Dublin Cycling Campaign showed us some quirky, homemade bicycle contraptions, built to encourage us away from our fuel pumping cars, whilst the Bike Institute encouraged fitness as punters raced against one another on static bikes to the tunes of various DJ spun tunes.
Climate and Seeds
Self Help Africa displayed wonderful photographic images that captured dusty villagers in Africa coping with the effects of climate change that the West have inflicted upon them. Irish Seedsavers invited us to play a human fruit machine game that saw festival goers leave with big smiles and small packets of seeds to plant at home.
Meditation and Art
Surrounding us all were charming yurts, an art-filled tent and a comfy, cosy tepee, as well as carefully crafted sculpture and trickling water that flowed from a natural feature, creating spaces and encouraging visitors to absorb or reflect.

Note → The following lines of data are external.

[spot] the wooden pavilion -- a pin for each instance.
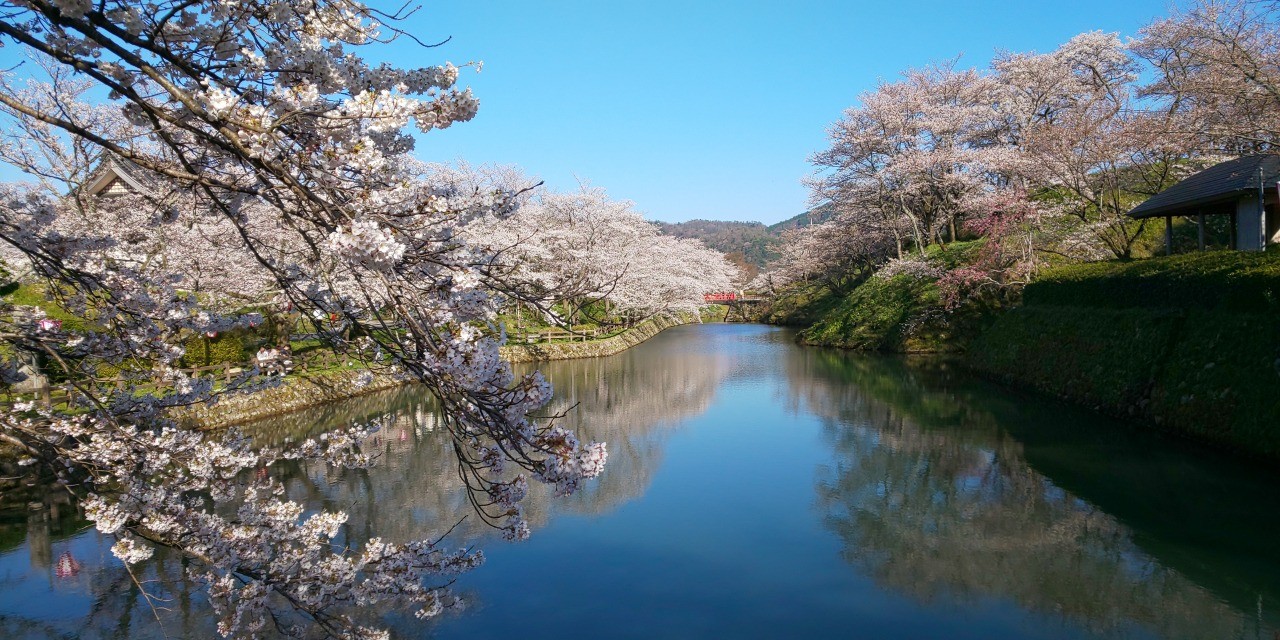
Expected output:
(1243, 188)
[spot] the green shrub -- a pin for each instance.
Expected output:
(1093, 356)
(800, 305)
(1225, 280)
(1208, 374)
(900, 314)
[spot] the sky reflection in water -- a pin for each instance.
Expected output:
(760, 489)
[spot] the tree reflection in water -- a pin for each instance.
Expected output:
(958, 513)
(933, 485)
(411, 493)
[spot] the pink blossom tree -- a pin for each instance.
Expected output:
(269, 118)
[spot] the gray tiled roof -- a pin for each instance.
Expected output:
(1220, 182)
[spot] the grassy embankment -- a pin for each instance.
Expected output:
(899, 315)
(1189, 343)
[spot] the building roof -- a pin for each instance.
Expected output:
(114, 170)
(1221, 182)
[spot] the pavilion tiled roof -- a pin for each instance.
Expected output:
(1217, 183)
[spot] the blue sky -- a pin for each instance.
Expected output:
(703, 109)
(708, 109)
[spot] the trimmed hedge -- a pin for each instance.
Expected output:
(1226, 280)
(1214, 375)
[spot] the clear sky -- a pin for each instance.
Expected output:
(699, 109)
(696, 109)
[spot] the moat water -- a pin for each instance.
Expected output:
(759, 489)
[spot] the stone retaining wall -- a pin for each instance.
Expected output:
(302, 391)
(595, 348)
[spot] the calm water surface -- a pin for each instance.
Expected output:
(759, 489)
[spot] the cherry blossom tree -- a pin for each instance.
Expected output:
(268, 117)
(575, 250)
(1217, 65)
(910, 152)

Despite looking out on the Despacio big top and the funfair, a comment was made that the community garden was
“a haven in the midst of all the noise and crowds”
No better compliment for a garden. Everyone who took the time to visit us walked away with a smile, and a glimpse of how many of us are working in and with nature to create and promote richer, more connected ways of life in their communities.
Giving people everywhere the opportunity to be in a community garden is an educating and enriching experience, no matter whether it’s on a rooftop, a two acre field or a small scrap of land.
The more people are able to visit, experience or work in community gardens, the more they’ll be likely to join, create or support them and as they do so, learn about the origins of food, soil, wildlife, food security and working with nature. Importantly, in an age that is becoming more disconnected as human interaction swings towards virtual, getting outside in a garden with people allows us the opportunity to continue to interact with one another.
Nature attracts us. Nature can calm and heal us. Nature connects us, and those of us who experience and love being surrounded by nature, simply want to save it.
Have you spent some time in the company of nature recently?